3/1/09
In a 3/1/09 Chicago Tribune commentary piece, Mike Zucker, a stockbroker who resides in South Lake Tahoe, California, excoriates CNBC futures reporter Rick Santelli for Mr. Santelli’s expression of exasperation at the government’s plan to bail out millions of underwater and/or behind on their payments “homeowners.” Mr. Santelli, making perfect sense, said of the Obama administration’s plan “The government is promoting bad behavior!” Then Mr. Santelli went on to ask if “we really want to subsidize the losers’ mortgage.” While the word “loser” was poorly chosen, and one suspects Mr. Santelli regrets using it, Mr. Santelli’s major point was absolutely right; the Obama administration’s proposal is yet another in a long line of government schemes designed to punish the responsible to bail out the irresponsible.

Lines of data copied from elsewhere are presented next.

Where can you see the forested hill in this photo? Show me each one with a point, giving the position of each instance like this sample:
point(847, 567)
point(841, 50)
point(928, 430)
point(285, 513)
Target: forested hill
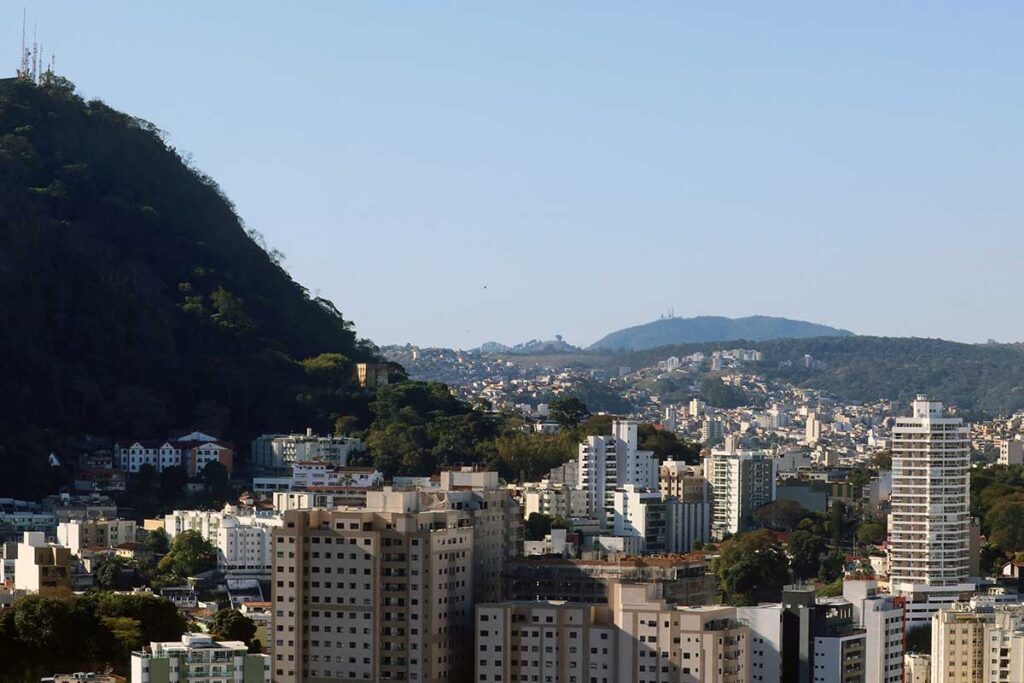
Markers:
point(984, 378)
point(133, 301)
point(711, 329)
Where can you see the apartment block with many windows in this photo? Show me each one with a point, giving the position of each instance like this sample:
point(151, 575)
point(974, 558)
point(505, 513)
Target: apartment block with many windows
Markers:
point(930, 523)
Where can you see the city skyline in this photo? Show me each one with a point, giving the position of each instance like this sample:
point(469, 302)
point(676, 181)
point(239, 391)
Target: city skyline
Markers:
point(492, 162)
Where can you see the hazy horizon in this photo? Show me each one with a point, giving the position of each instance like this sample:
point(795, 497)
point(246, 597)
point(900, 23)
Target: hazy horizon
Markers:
point(451, 175)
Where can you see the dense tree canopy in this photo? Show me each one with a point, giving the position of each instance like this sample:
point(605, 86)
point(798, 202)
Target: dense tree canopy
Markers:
point(752, 568)
point(229, 624)
point(43, 634)
point(780, 515)
point(567, 411)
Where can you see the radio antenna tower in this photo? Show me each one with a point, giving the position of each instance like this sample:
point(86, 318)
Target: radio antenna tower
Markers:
point(23, 71)
point(35, 53)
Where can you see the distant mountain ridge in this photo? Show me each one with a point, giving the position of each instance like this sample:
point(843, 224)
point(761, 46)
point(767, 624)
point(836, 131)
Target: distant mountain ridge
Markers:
point(556, 345)
point(702, 329)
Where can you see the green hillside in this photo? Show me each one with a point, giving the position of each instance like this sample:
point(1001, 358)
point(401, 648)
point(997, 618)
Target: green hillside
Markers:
point(985, 378)
point(133, 301)
point(710, 329)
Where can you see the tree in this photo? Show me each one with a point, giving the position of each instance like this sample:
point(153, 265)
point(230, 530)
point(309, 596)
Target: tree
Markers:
point(832, 567)
point(158, 541)
point(752, 568)
point(667, 445)
point(567, 411)
point(229, 624)
point(805, 549)
point(871, 532)
point(108, 572)
point(189, 555)
point(172, 483)
point(538, 526)
point(780, 515)
point(858, 478)
point(217, 481)
point(1006, 523)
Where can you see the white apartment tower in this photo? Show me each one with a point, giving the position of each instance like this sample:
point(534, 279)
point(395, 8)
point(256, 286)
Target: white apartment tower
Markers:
point(740, 482)
point(930, 523)
point(605, 463)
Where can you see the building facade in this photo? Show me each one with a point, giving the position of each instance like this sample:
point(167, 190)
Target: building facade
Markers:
point(930, 523)
point(199, 658)
point(740, 482)
point(633, 637)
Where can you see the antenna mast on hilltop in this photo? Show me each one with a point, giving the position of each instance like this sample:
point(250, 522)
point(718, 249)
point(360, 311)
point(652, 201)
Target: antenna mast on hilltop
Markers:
point(23, 71)
point(33, 63)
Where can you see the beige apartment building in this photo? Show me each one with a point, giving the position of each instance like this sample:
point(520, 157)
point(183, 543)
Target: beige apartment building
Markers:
point(682, 481)
point(978, 642)
point(370, 596)
point(634, 637)
point(387, 592)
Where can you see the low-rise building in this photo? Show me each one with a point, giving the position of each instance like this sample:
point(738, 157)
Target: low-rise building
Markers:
point(680, 579)
point(633, 637)
point(199, 658)
point(41, 566)
point(79, 534)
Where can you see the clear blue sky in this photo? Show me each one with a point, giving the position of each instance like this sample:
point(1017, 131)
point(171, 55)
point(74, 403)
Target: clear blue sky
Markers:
point(594, 164)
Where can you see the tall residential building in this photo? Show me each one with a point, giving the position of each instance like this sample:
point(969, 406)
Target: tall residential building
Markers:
point(199, 658)
point(370, 596)
point(918, 668)
point(386, 592)
point(802, 640)
point(633, 637)
point(641, 513)
point(606, 463)
point(930, 524)
point(978, 641)
point(670, 421)
point(554, 500)
point(685, 524)
point(687, 505)
point(740, 482)
point(682, 481)
point(812, 429)
point(882, 617)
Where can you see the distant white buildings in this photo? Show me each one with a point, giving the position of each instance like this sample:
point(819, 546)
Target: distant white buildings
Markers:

Mr. Zucker disagrees, but his arguments are specious. He says that
“Nobody’s suggesting paying for neighbors’ mortgages or extra bathrooms. The proposal deals with a shared government/lender concept of moderating some mortgage rates and possibly some minor principal.”
Who exactly does Mr. Zucker think the “government” is in a “shared government/lender concept”? The government is indeed the taxpayer, the responsible taxpayer who pays his or her mortgage on time because he or she didn’t feel the need to look down his nose at others by an ostentatious display of wealth s/he did not have in the form of a house s/he could not afford.
Mr. Zucker, while castigating Mr. Santelli for not having read the Obama plan, is apparently a little short himself on the plan’s details. One component is a refinance plan, allowing Fannie Mae and Freddie Mac, both now wards of the state, to lend up to 105% of the value of home, up from the previous 80% of a home’s value. Who is on the hook for the $200 billion the government will put up to back these risky mortgages? The taxpayer. The second major component, of the plan, with a price tag of $75 billion, is to persuade lenders (if they can be identified, but that is another issue) to reduce the monthly principal and interest payment on a mortgage to 38% of borrower’s income. If the lenders do that, the government (i.e., the taxpayer) will provide a further subsidy to bring down the P&I to 31% of a homeowner’s income. The first component of the Obama plan puts the taxpayer on the hook for untold liabilities, the second goes right into the taxpayer’s pocket to, indeed, bail out his neighbor’s extra bathrooms and outrageous spending.
Mr. Zucker argues that not all lenders are in trouble because they bought too much house. This argument is ridiculous. If you can’t afford your mortgage payment, you bought too much house, and/or borrowed too much against your house, by definition. Even outside the most outrageous cases (e.g., the (perhaps, but probably not, apocryphal) guy who makes $50,000 and has $350,000 (or more) in mortgage debt and a home equity financed Lexus or two in the driveway), even those few people whom Mr. Zucker cites who actually put down 20% on a conventional mortgage and are now in default are, by definition, in more house than they can afford. When one buys a house, one does not spend to the absolute limit of one’s income and assume everything will at least stay the same, or, in most cases, improve, financially. A prudent buyer buys less house than s/he can afford and puts money aside just in case things take a turn for the worse on the financial and economic front. I’m sure those in favor of bailing out the irresponsible can find a few people who applied such quaint logic to their home purchases and subsequent spending habits but who still find themselves in danger of default, but I’d be willing to bet a very few. If this program were designed only to help out such responsible borrowers, it would be so small it would escape all but the most ardent political junkie’s notice.
Mr. Zucker, who apparently doesn’t watch CNBC and thus doesn’t know Rick Santelli’s position on the overall bailout mania in Washington, comes up with the following:
“Rick, rewarding bad behavior is giving huge subsidies to financial institutions that use them to buy other companies, or to treat their incapable executives to expensive junkets…”etc., etc.
Perhaps to Mr. Zucker’s surprise, this is a point on which he, I, and Mr. Santelli agree. Rick Santelli has consistently opposed every bailout that has come down the pike, and has done so to the strong opposition of his CNBC colleagues who, with a few exceptions, have been all for the bailouts that constitute the Bush/Obama financial policy.
The responsible are already bailing out the irresponsible through the low interest rates we receive on our savings, low interest rates that prevail largely because Obsequious Ben Bernanke and his colleagues at the Fed simply can’t bear to see any borrower, especially big borrowers with impressive sounding Wall Street names, fail. Now Mr. Obama is following in Mr. Bush’s bail out footsteps by proposing a massive government spending program, ultimately coming out of the taxpayers’ pockets, designed to bail out more people who simply borrowed too much money to buy too much house and too many toys. Again, the responsible will be forced to pick up the tab for the irresponsible.
And people wonder why the ranks of the responsible continue to shrink.